About Maxim Loskutoff
Maxim Loskutoff grew up in Missoula, Montana. After graduating from Pomona College, he worked in hospitals in Dallas and Chicago, on campaign trails, and in the Middle East. He holds an MFA from NYU, where he was a Veteran’s Writing Fellow. He’s received fellowships from the Jentel Arts Colony, Caldera Art Center, and NYU Abu Dhabi. His stories have been published or are forthcoming in Narrative Magazine, Witness, Hobart, and The Minnesota Review, among other publications.
A Profile of the Author
Notes on “Prey”
The idea came from a true story. A friend of a friend woke up in bed with his giant snake. I never met the guy and only heard the thirty second version, but still, it was helpful. It’s one of the first short stories I ever finished, so to have that thread of truth gave me confidence. To know I could get as weird as I wanted because, hey, real life is even weirder. Much of my writing I’ve done since then continues to explore the relationships we form with wild animals. How we want them to love us and guide us when—in my experience—the very thing that draws us to them is their essential wildness: the fact that they’d just as soon chew your leg off and drag it into the woods as snuggle.
Growing up, I was exposed to a great deal of Native American literature and folklore, and I always found the role animals play incredibly beautiful.
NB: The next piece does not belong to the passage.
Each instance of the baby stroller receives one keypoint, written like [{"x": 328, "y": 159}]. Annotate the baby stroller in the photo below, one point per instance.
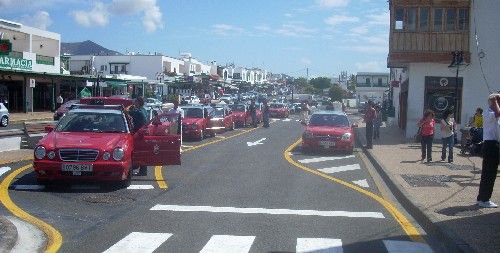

Then I’d read in the local newspaper about some dude who tried to pet a bison and got trampled. There’s a tension there that I love, and more than anything in my work, I want to feel that awe of the wild, that shivering feeling you get when you walk a little too far and night is coming.
Notes on Reading
Honestly, I have a somewhat mixed relationship with reading. Growing up in small-town Montana, I read voraciously and it was purely a pleasure. Earth-shaking discoveries on the regular, running from Salinger and Hemingway to Didion and Carver—tears and getting turned upside down. I read a book called Warlock when I first got to college that made me want to run through a wall. That much joy.
Now, it’s become work in some respects. I’m so aware of the seams, the joints, trying to figure out how a story works, that it can burn me out, and only really really special stuff retains that transportive power. And I have to be careful of the really, really special stuff too, because I can be such a mimic. If I read too much Cormac, too much DFW, too much Denis Johnson or Lydia Davis, I start to sound like them. Or, to put it right, I start to sound like a pale, flailing imitation. So reading can be a fraught experience. All that being said, I do read. Most recently, I stumbled on a book of Kafka’s parables—absolutely killer. I sit down with them and never want to emerge.